International travelers arrive at Logan Airport in Boston, Massachusetts, on June 29, 2017.

Six attorneys general have filed a lawsuit seeking to suspend Donald Trump’s latest travel ban, launching yet another state-level effort to thwart the President’s stringent immigration agenda.

A barrage of lawsuits have greeted Mr Trump’s efforts to restrict travellers from certain countries and punish so-called “sanctuary cities” that limit cooperation with federal immigration authorities.

The legal blitz succeeded in halting Mr Trump’s initial travel ban, which blocked travellers from seven majority-Muslim nations and all refugees from entering the United States.
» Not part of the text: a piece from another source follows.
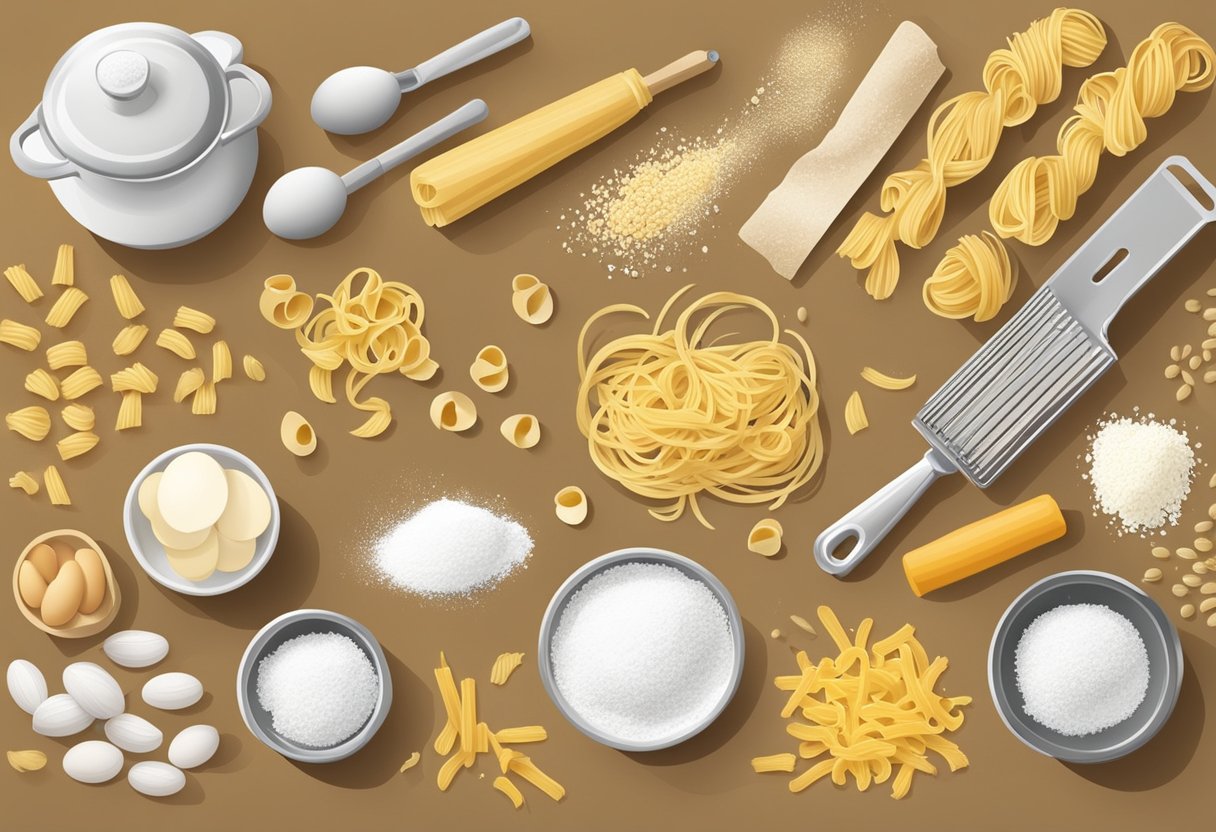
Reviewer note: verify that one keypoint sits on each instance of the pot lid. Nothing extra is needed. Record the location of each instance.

He subsequently signed a scaled-back version.

The Supreme Court this week tossed out a challenge to that narrowed-down iteration, which had expired.

In its place came a new order, enacted in September, that seeks to halt or limit immigration from Chad, Iran, Libya, North Korea, Syria, Venezuela, Yemen, and Somalia. The latest directive differs from its predecessors in a key way: its restrictions would apply indefinitely.

Pushing the legal confrontation forward despite the Supreme Court’s rebuff, attorneys general in California, Washington, Maryland, Massachusetts, New York and Oregon have sued to halt the order.

“The Courts have previously rebuffed different versions of this blatantly discriminatory anti-Muslim travel ban,” California Attorney General Xavier Becerra said in a press release. “Yet, the Trump Administration continues to play games with the lives of thousands of people.”

In a filing seeking a restraining order to suspend the latest immigration order, the attorneys general argue that efforts to reshape the limits imposed by previous orders amount to “window dressing” on the same unconstitutional core.

They cite Mr Trump’s “history of demagoguery towards Islam” in arguing the order is “again motivated by a discriminatory purpose”.

Their states would suffer as schools lost access to foreign scholars and saw broad repercussions for “employment, education, business, family relations, and freedom to travel”, the filing argues.

Donald Trump blast "judicial overreach" as Hawaii judge blocks travel ban

Elsewhere in the immigration-focused clash between states and the federal government, the Department of Justice warned on Thursday that Chicago, New Orleans, New York and Philadelphia were violating federal law by refusing to turn over information on immigrants.

California last week enacted a sweeping measure, dubbed a “sanctuary state” law, that aims to wall off local jails and police officers from Immigration and Customs Enforcement.